Há cerca de 30 anos o Fundo Nacional Judaico (KKL em hebraico) vem plantando bosques e florestas no norte do Negev, e aos poucos a região está mudando de cara. Não é difícil encontrar nos arredores de Beer Sheva algum bosque legal para passear e fazer um piquenique. Atenção, estes bosques em nada se parecem com a Mata Atlântica ou uma outra floresta que o brasileiro esteja acostumado. A vegetação é bem esparsa, e a variedade de espécies bem reduzida.

Ecologia matemática

Fiz doutorado em Física na Universidade Ben-Gurion do Negev, na cidade de Beer Sheva. Apesar de pertencer ao Departamento de Física, não fiz pesquisa em Relatividade, Quântica ou Astrofísica. Eu fiz parte de um grupo de pesquisa que estudava problemas ecológicos do deserto, e com as ferramentas matemáticas desenvolvidas pela Física, respondíamos questões de biodiversidade, desertificação e de recuperação através do (re)florestamento.

Não estou contando isto porque acho importante que as pessoas saibam mais detalhes da minha vida pessoal, mas para mostrar que ecologia não é sair ao campo, colher flores e abraçar as árvores. Para responder questões importantes do meio ambiente, todos os tipos de pesquisadores se juntam, para atacar o problema de diversos pontos de vista, como biólogos, ecologistas, geógrafos, e por que não, físicos. Quase não existe área alguma do conhecimento humano que não tenha sido matematizada, e diversas fronteiras científicas oferecem ao físico teórico um prato cheio.

Floresta de Lahav, norte do Negev

Floresta de Lahav, norte do Negev

O meu projeto de doutorado era exatamente sobre o reflorestamento pelo método de Shikim. Os detalhes do modelo matemático estão muito fora do escopo deste artigo. Uma história apócrifa sobre Albert Einstein diz que um radialista lhe perguntou se ele poderia explicar a seus ouvintes o que é a teoria da relatividade em poucas palavras, e a resposta foi um lacônico “Não”. Pois bem, quem quiser se aventurar, pode baixar o pdf da minha tese, ou ler um dos artigos que publicamos a respeito da pesquisa que fiz (busque pelo título “Reversing desertification as a spatial resonance problem“).
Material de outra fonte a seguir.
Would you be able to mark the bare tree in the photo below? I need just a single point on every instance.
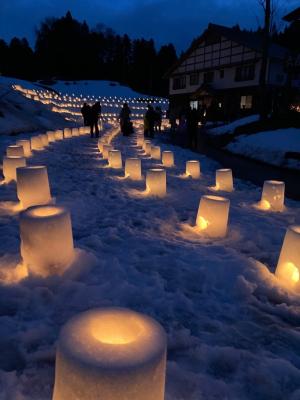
(267, 7)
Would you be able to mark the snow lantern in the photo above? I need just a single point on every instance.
(155, 152)
(156, 182)
(111, 354)
(101, 143)
(82, 130)
(46, 240)
(26, 146)
(67, 133)
(15, 151)
(147, 147)
(10, 165)
(115, 159)
(140, 141)
(193, 169)
(51, 136)
(133, 168)
(168, 158)
(224, 180)
(75, 132)
(44, 139)
(106, 149)
(59, 134)
(33, 186)
(212, 217)
(272, 196)
(288, 266)
(36, 143)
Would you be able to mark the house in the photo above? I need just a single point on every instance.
(221, 71)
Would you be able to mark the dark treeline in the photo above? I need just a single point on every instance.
(68, 49)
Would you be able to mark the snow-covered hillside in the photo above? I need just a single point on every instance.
(18, 114)
(233, 330)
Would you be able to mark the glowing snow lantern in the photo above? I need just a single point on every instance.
(140, 141)
(168, 158)
(46, 240)
(224, 180)
(272, 196)
(67, 133)
(26, 147)
(212, 217)
(106, 149)
(288, 266)
(75, 132)
(111, 354)
(51, 136)
(36, 143)
(15, 151)
(82, 130)
(156, 182)
(33, 186)
(59, 134)
(133, 168)
(44, 139)
(147, 147)
(193, 169)
(115, 159)
(10, 165)
(155, 152)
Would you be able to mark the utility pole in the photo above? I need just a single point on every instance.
(265, 56)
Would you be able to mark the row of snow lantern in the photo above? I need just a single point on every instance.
(117, 352)
(16, 154)
(45, 229)
(213, 212)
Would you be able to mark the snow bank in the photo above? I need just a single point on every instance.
(18, 114)
(270, 146)
(229, 128)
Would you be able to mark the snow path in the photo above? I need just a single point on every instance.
(233, 331)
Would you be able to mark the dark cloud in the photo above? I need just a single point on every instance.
(177, 21)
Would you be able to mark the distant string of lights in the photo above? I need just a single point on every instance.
(70, 105)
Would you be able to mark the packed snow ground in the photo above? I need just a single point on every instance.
(230, 128)
(233, 331)
(270, 146)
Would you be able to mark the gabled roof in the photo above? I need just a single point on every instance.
(252, 40)
(293, 16)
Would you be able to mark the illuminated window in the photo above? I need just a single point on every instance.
(245, 73)
(194, 104)
(208, 77)
(246, 102)
(194, 79)
(179, 82)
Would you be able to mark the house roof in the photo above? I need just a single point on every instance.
(252, 40)
(292, 16)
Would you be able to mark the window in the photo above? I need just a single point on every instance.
(194, 104)
(245, 73)
(179, 82)
(208, 77)
(246, 102)
(194, 79)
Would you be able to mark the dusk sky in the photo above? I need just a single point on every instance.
(177, 21)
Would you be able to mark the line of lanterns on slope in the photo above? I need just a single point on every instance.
(116, 352)
(71, 104)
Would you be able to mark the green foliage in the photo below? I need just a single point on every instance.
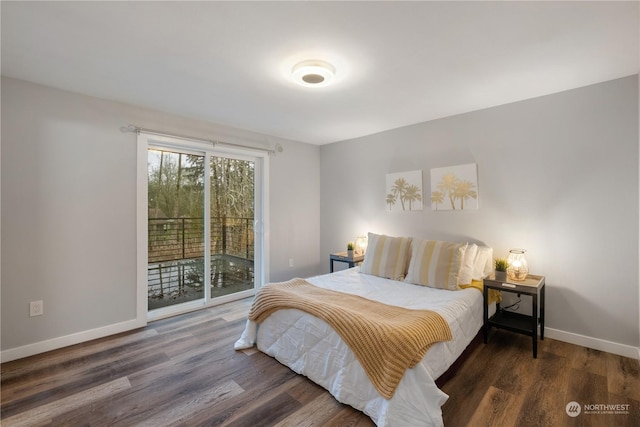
(176, 185)
(501, 264)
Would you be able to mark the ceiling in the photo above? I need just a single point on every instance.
(397, 63)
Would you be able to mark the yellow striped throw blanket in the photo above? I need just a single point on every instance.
(386, 340)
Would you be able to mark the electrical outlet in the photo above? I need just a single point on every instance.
(36, 308)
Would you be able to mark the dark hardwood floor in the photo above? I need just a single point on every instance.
(184, 371)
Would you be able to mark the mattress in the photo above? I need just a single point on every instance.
(310, 347)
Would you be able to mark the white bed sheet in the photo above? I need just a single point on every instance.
(309, 346)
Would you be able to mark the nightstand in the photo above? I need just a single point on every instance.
(516, 322)
(343, 257)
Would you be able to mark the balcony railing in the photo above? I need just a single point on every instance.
(176, 255)
(172, 239)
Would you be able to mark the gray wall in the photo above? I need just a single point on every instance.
(557, 175)
(69, 208)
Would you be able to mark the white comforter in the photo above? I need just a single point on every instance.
(310, 347)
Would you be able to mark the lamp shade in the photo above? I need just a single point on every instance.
(518, 268)
(361, 245)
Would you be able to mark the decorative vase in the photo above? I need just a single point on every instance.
(518, 268)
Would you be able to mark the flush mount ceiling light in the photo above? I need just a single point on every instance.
(313, 73)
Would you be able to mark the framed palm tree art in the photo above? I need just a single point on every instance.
(454, 188)
(404, 191)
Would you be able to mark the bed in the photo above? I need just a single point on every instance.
(309, 346)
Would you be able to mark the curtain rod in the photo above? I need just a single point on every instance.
(137, 129)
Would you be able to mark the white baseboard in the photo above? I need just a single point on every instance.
(595, 343)
(67, 340)
(56, 343)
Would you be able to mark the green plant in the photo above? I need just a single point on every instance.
(501, 264)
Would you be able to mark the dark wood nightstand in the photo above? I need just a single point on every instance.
(342, 257)
(516, 322)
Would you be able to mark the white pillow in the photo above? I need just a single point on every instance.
(386, 256)
(436, 264)
(483, 264)
(466, 269)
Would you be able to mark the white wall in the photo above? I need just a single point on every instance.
(69, 210)
(557, 175)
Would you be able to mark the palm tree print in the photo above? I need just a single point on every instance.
(391, 200)
(447, 185)
(399, 190)
(404, 191)
(412, 195)
(436, 198)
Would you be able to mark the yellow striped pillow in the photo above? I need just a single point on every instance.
(386, 256)
(436, 264)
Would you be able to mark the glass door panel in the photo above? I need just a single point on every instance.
(232, 200)
(175, 228)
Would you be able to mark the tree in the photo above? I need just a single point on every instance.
(399, 190)
(413, 195)
(436, 198)
(447, 186)
(391, 200)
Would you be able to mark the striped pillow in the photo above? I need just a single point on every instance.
(436, 264)
(386, 256)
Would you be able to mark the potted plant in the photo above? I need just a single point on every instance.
(350, 249)
(501, 265)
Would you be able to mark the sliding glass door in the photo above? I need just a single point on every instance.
(202, 244)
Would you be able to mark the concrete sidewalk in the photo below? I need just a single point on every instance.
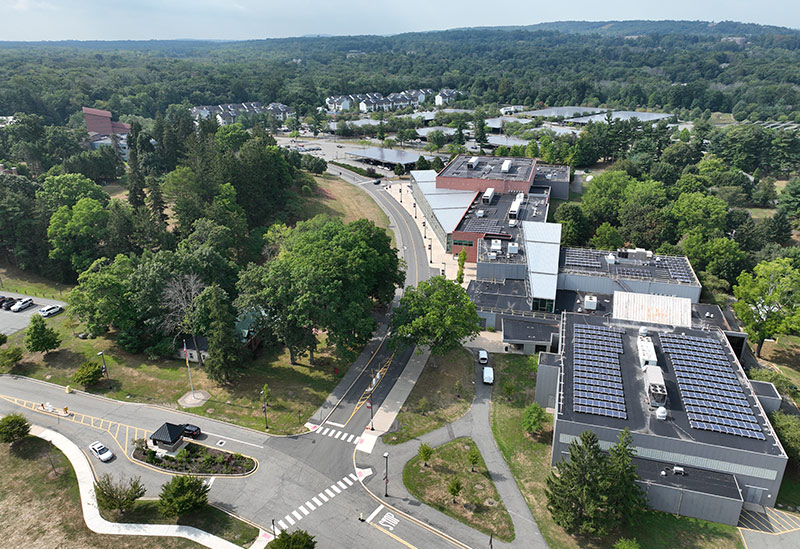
(91, 514)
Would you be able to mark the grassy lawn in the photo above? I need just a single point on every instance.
(529, 460)
(478, 505)
(15, 280)
(436, 385)
(210, 519)
(40, 504)
(299, 388)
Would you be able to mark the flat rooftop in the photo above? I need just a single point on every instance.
(566, 112)
(707, 402)
(660, 268)
(549, 173)
(622, 115)
(694, 479)
(490, 168)
(388, 156)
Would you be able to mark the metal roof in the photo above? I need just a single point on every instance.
(653, 309)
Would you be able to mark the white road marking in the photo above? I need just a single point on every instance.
(375, 512)
(234, 440)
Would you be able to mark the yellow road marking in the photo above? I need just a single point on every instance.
(393, 536)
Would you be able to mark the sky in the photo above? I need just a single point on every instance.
(254, 19)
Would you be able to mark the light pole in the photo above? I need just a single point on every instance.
(386, 475)
(102, 355)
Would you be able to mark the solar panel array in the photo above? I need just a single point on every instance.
(596, 377)
(711, 392)
(582, 258)
(679, 269)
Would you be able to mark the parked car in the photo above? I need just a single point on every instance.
(22, 304)
(101, 452)
(192, 431)
(50, 310)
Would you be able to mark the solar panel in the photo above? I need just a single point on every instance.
(712, 393)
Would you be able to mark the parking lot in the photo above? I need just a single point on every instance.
(13, 322)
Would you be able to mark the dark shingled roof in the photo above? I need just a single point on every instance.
(169, 433)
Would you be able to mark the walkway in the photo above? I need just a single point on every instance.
(91, 513)
(476, 424)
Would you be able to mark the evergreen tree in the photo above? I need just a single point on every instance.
(626, 499)
(40, 338)
(577, 493)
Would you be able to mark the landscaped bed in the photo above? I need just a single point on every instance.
(197, 460)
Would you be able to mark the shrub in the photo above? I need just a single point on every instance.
(181, 495)
(14, 427)
(118, 496)
(89, 373)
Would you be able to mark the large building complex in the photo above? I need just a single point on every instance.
(703, 442)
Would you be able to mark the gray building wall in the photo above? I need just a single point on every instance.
(769, 403)
(494, 270)
(430, 218)
(606, 285)
(546, 388)
(698, 505)
(762, 473)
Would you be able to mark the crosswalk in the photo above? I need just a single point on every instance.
(335, 434)
(320, 499)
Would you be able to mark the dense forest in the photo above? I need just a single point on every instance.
(682, 68)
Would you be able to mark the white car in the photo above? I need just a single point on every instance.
(22, 304)
(100, 451)
(50, 310)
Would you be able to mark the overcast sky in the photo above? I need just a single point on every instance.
(246, 19)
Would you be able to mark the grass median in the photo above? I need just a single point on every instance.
(478, 504)
(528, 457)
(443, 393)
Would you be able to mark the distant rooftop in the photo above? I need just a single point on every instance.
(388, 156)
(628, 264)
(622, 115)
(490, 168)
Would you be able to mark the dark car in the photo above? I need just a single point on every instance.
(190, 430)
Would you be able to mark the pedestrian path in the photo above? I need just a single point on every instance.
(334, 433)
(770, 521)
(320, 499)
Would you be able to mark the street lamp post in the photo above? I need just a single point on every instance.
(386, 475)
(102, 355)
Uma das conclusões da minha pesquisa é que talvez o método que se usa hoje para reflorestar não seja “ideal”. No método de Shikim, fileiras inteiras de árvores são plantadas ao longo das “valas”, mas esta configuração de listras paralelas não é resiliente a mudanças climáticas. É possível que tudo esteja bem por algumas décadas, mas uma seca prolongada pode causar um completo colapso do sistema vegetativo, resultando na volta do deserto à região anteriormente recuperada.
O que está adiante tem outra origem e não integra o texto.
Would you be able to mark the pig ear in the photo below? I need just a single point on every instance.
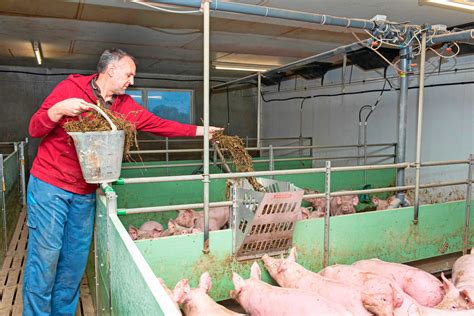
(293, 255)
(255, 272)
(205, 282)
(447, 285)
(355, 200)
(133, 232)
(239, 283)
(465, 296)
(180, 291)
(156, 232)
(282, 266)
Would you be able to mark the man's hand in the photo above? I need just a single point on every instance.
(212, 130)
(69, 107)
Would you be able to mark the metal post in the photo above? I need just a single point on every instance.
(96, 272)
(344, 68)
(365, 151)
(328, 213)
(259, 109)
(22, 174)
(205, 5)
(419, 128)
(466, 241)
(167, 154)
(111, 208)
(402, 118)
(272, 162)
(4, 210)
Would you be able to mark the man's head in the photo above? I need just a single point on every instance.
(117, 68)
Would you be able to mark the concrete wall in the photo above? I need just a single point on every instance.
(22, 91)
(448, 129)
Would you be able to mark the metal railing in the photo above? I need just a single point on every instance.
(328, 170)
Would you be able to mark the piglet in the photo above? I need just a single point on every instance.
(218, 217)
(456, 298)
(148, 230)
(318, 204)
(342, 205)
(260, 298)
(410, 307)
(288, 273)
(196, 302)
(426, 289)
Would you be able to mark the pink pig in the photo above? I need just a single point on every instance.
(262, 299)
(288, 273)
(196, 302)
(218, 217)
(410, 307)
(148, 230)
(422, 286)
(342, 205)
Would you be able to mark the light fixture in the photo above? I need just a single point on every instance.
(248, 68)
(37, 51)
(459, 5)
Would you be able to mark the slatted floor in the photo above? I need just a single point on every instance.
(11, 277)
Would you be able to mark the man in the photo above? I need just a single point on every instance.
(61, 205)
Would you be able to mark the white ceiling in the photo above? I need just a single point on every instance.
(74, 33)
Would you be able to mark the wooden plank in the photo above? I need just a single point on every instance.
(8, 295)
(13, 277)
(86, 298)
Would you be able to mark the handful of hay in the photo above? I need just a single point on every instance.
(239, 155)
(94, 122)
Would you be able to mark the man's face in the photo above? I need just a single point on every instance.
(122, 73)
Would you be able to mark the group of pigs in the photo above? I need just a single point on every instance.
(187, 222)
(367, 287)
(190, 221)
(342, 205)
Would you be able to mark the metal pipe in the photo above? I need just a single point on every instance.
(4, 210)
(299, 63)
(123, 181)
(402, 118)
(419, 128)
(205, 7)
(162, 151)
(22, 174)
(168, 208)
(221, 156)
(167, 154)
(111, 208)
(259, 109)
(462, 36)
(466, 241)
(254, 162)
(151, 209)
(271, 163)
(327, 216)
(365, 150)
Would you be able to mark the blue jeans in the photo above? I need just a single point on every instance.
(60, 227)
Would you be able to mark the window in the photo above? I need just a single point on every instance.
(171, 104)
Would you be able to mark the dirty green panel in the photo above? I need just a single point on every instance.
(388, 235)
(172, 193)
(186, 170)
(129, 296)
(394, 237)
(167, 193)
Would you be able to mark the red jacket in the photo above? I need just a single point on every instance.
(56, 161)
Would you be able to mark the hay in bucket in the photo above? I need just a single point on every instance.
(94, 122)
(234, 146)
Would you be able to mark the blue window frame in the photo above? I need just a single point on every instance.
(171, 104)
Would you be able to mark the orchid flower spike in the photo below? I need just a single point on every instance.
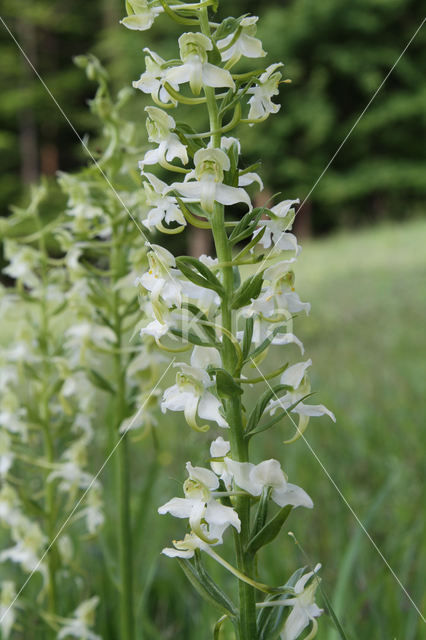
(207, 186)
(245, 44)
(141, 15)
(195, 68)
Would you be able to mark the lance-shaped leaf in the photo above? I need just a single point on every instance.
(261, 405)
(225, 384)
(184, 131)
(270, 620)
(269, 531)
(270, 423)
(248, 336)
(249, 289)
(192, 338)
(265, 344)
(226, 27)
(204, 322)
(99, 381)
(199, 274)
(246, 225)
(262, 512)
(205, 586)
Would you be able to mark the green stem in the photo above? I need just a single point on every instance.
(50, 491)
(233, 407)
(127, 624)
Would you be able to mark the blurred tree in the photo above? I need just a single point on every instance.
(34, 136)
(336, 53)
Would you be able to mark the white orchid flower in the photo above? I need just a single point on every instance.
(142, 15)
(82, 619)
(276, 304)
(208, 187)
(70, 472)
(159, 126)
(161, 280)
(162, 206)
(260, 103)
(93, 512)
(152, 80)
(29, 540)
(190, 393)
(245, 44)
(186, 548)
(7, 608)
(23, 263)
(305, 610)
(10, 507)
(263, 328)
(268, 474)
(12, 415)
(276, 233)
(244, 179)
(200, 506)
(195, 69)
(296, 377)
(220, 448)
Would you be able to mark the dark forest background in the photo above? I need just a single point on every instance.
(335, 52)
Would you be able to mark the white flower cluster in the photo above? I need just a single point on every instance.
(208, 517)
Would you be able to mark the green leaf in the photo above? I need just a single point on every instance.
(246, 225)
(205, 586)
(199, 274)
(199, 315)
(193, 144)
(248, 335)
(262, 512)
(270, 531)
(225, 384)
(226, 27)
(265, 344)
(231, 176)
(192, 337)
(250, 289)
(99, 381)
(261, 405)
(214, 55)
(270, 620)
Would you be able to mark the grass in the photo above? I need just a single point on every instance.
(366, 337)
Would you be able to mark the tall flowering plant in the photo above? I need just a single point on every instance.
(73, 387)
(229, 310)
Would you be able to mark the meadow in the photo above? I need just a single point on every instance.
(366, 337)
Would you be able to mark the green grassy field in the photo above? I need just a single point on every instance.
(366, 337)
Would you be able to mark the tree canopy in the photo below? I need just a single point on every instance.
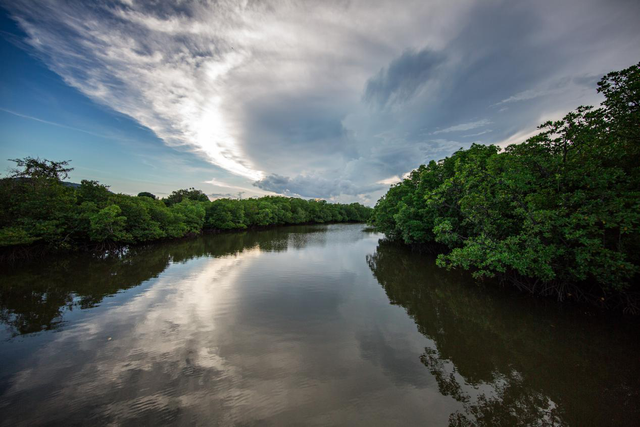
(39, 209)
(559, 211)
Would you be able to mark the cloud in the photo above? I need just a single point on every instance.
(331, 99)
(311, 186)
(403, 77)
(464, 126)
(164, 69)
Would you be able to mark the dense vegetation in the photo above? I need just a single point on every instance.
(559, 213)
(39, 208)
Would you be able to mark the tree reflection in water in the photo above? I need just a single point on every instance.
(35, 296)
(512, 360)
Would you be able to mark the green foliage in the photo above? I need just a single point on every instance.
(561, 208)
(39, 209)
(188, 194)
(147, 194)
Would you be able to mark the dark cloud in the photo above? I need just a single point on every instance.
(285, 92)
(403, 77)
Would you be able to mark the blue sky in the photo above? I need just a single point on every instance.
(317, 99)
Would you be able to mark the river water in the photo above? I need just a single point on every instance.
(306, 325)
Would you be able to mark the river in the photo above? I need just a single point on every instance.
(304, 325)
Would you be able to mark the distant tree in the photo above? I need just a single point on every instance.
(147, 194)
(36, 168)
(186, 194)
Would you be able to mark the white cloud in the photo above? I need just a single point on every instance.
(464, 126)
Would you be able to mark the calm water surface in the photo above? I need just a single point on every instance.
(314, 325)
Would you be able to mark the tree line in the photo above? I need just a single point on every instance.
(556, 214)
(40, 209)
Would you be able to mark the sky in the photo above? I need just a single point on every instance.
(315, 99)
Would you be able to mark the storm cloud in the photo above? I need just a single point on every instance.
(332, 99)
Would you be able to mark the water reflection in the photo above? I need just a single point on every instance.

O que fazer então? Encontramos uma outra configuração de plantio, de formato aproximadamente hexagonal, em vez das listras contínuas de vegetação. Estas configurações são mais robustas em relação a secas prolongadas, e são capazes de manter vegetação em condições de menor chuva anual, comparando com o usual plantio em listras. Vejam abaixo um vídeo que fiz, usando o modelo matemático de vegetação desértica. A simulação começa com alguns pedaços de vegetação no centro, e eles crescem e tomam conta de todo espaço. Não é para entender, é para apreciar…

plisha

As conclusões de minha pesquisa não são definitivas, muito pelo contrário. O que fizemos foi levantar hipóteses do que deve acontecer na natureza, e estas hipóteses tem que ser testadas. A pesquisa também não é revolucionária no sentido de que solucionará o problema de desertificação no mundo, mas é um passinho (bem pequeno) adiante nesta direção.

Tenho orgulho em ter me formado na Universidade Ben-Gurion do Negev, e termino com uma citação do nosso patrono:

Não há coisa mais importante e mais valiosa a uma pessoa que fazer florescer um lugar deserto, e é possível fazê-lo com a força de vontade, com o trabalho, e com meios científicos. Na minha opinião, ajudar na tarefa de fazer o deserto virar um lugar habitável não é menos importante que ser Primeiro-Ministro.